ACN

Googles Schimdt visits Cuba

"These policies defy reason: there are dozens of countries we call our allies and we are free to travel to that present much worse threats and concerns to the US than Cuba does in this decade. ", said the President of Google, Eric Schmidt in an article he posted on his personal website about his recent visit to the island.

During the trip Schmidt was accompanied by Google directives Jared Cohen, Brett Perlmutter and Dan Keyserling.
In his article he included several pictures he took in Havana and said that "the Cuban people, modern and very well educated define the experience with a warmth that only Latin cultures express: tremendous music, food and entertainment (most of which we were not able to sample, more about that visa in a minute.)"

"The two most successful parts of the Revolution, as they call it, is the universal health care free for all citizens with very good doctors, and the clear majority of women in the executive and managerial ranks in the country. Almost all the leaders we met with were female, and one joked with us that the Revolution promised equality, the macho men didn't like it but "they got used to it", with a broad smile," Schmidt noted.

About the US economic blockade of Cuba, the president of Google said that "The embargo now codified in the 1996 Helms Burton act defines everything for the US and Cuba (Cubans call this a "blockade" and a billboard described it as genocide). The US govermnent classifies Cuba as a "state sponsor of terrorism" in the same class as North Korea, Syria, Iran and North Sudan. Travel to the country is controlled by an US office called OFAC and under our license we were not permitted to do anything except business meetings where our hotel room had to be less than $100 per night and total expenses per diem of $188.00. Not surprisingly there are many $99 hotel rooms in Havana.

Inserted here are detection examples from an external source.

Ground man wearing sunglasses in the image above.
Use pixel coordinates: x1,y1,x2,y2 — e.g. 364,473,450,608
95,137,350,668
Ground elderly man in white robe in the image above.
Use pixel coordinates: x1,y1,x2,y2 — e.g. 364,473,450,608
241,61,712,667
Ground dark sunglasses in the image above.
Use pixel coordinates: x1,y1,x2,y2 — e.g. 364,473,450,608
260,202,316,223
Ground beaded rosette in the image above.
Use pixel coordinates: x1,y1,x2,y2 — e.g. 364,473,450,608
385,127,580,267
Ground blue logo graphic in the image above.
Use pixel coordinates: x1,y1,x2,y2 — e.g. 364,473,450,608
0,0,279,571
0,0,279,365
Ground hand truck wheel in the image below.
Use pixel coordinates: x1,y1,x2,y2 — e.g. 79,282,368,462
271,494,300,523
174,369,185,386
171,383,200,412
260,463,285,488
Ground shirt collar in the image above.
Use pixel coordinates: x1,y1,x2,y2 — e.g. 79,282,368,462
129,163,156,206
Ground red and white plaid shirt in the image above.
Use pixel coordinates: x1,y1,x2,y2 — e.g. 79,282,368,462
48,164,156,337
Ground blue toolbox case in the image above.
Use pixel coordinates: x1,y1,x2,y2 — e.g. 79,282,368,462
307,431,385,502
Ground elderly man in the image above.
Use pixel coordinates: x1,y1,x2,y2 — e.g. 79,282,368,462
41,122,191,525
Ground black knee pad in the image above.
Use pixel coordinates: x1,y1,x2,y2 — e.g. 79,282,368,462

"These policies defy reason: there are dozens of countries we call our allies and we are free to travel to that present much worse threats and concerns to the US than Cuba does in this decade. Cubans believe this is largely a Florida domestic political issue, and that the Cuban-American youth all support normalization of relations along with the US business community," affirmed the directive.
And he concludes by saying that "Cuba will have to open its political and business economy, and the US will have to overcome our history and open the embargo. Both countries have to do something that is hard to do politically, but it will be worth it."